Não dá mais. Ela suplicava por uma solução no corredor do fórum nos tempos pré-Lei Maria da Penha. A oficial de Promotoria a conduziu para dentro da nossa sala. Eu estava perplexa. É claro que já tinha ouvido falar em violência contra a mulher. Tinha tido aulas sobre feminismo no colegial, na faculdade. Achava muito bonito dizer que não se nasce mulher, torna-se.

Mas ela estava ali. Na minha frente. Temia por sua vida, pela vida dos seus filhos. Não sabia se podia deixa-lo, dizia entre soluços. Não tinha dinheiro. Não sabia para onde ir. O que iriam pensar dela?

Eu que tinha feito intercâmbio, dirigia, votava, estudava Direito, pensava em ser juíza e era dona do meu nariz. Achava que o tempo do feminismo tinha passado. As conquistas foram necessárias, mas se dizer feminista era algo meio "demodé". Coisa de mulher reclamona. Hoje nos tinhamos direitos iguais, não?
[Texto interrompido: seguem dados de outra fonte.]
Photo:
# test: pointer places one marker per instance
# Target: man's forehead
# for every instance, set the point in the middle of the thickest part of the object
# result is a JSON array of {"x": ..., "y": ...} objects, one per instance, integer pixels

Não. Aquela mulher na minha frente era a prova disso. Não éramos iguais. Havia homens que achavam que as mulheres eram suas propriedades, que eram menos, que podiam menos. E havia uma sociedade que fingia que não via, e concordava com isso.

E aos poucos fui olhando ao meu redor: eu trabalhava com 7 outras mulheres, mas nossos chefes eram todos homens; muitas de minhas colegas desistiam de ser juízas ou diplomatas por medo de não casarem por uma escolha profissional; isso era esperado de quase todas (senão de todas) nós: casar, ter filhos, cuidar da casa. Mulheres ainda recebem menos que homens, são julgadas pelos seus atributos físicos antes do seu intelecto, são forçadas a uma dupla jornada porque não há uma divisão do trabalho doméstico, são vítimas de violência simplesmente por serem mulheres.
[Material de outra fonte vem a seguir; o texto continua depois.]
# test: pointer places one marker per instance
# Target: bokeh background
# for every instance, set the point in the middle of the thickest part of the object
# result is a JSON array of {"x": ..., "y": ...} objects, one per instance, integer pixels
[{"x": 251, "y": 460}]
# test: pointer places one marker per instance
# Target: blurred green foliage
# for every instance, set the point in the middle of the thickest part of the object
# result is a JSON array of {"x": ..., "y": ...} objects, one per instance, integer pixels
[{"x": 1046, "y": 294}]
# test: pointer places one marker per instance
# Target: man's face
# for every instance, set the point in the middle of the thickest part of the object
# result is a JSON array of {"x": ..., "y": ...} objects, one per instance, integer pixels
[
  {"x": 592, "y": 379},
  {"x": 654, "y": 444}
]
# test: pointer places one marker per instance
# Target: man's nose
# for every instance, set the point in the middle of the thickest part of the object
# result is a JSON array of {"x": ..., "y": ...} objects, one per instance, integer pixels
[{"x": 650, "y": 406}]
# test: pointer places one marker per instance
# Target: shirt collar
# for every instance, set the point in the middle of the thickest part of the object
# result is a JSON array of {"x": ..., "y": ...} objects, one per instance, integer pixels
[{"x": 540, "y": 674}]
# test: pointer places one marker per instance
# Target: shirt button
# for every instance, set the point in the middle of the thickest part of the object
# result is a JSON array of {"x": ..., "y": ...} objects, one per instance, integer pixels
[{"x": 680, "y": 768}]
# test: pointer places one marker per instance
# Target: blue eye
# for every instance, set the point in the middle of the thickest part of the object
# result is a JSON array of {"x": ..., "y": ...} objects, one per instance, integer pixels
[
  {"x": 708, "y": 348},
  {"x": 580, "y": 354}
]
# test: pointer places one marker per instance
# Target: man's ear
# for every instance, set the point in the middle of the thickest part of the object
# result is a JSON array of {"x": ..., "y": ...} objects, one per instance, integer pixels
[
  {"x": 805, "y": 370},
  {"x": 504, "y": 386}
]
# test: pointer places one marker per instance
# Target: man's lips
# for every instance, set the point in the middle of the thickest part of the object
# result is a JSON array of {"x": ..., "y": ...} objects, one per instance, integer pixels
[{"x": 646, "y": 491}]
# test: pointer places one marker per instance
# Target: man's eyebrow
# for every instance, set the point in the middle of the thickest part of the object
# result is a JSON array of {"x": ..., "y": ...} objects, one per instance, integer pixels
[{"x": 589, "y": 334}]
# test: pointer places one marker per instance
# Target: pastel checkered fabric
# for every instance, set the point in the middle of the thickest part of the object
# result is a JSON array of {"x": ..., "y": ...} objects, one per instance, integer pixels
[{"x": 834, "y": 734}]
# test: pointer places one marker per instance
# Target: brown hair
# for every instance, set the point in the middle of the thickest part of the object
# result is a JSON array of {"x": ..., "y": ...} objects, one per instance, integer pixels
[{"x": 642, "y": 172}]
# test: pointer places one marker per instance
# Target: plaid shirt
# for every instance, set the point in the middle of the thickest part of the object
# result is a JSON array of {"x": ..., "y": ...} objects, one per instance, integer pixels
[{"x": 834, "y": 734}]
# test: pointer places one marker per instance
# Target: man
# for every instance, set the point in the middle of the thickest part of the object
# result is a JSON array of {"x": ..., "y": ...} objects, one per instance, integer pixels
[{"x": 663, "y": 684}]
A verdade é que o meu feminismo não surgiu naquele dia. Ele foi construído pelos meus questionamentos num mundo que dizia o que meninas podiam e não podiam fazer, pelas leituras de Simone de Beauvoir que minha professora de filosofia do colegial nos dava como tarefa, pelos blogs da Denise e da Cynthia, pela professora de Sociologia que na Faculdade de Direito entendeu ser mais importante nos ensinar o feminismo histórico do que Weber.

Mas naquele dia me descobri feminista. E é por aquela mulher e por tantas outras que ainda não têm voz, que hoje digo sem titubear que sou feminista.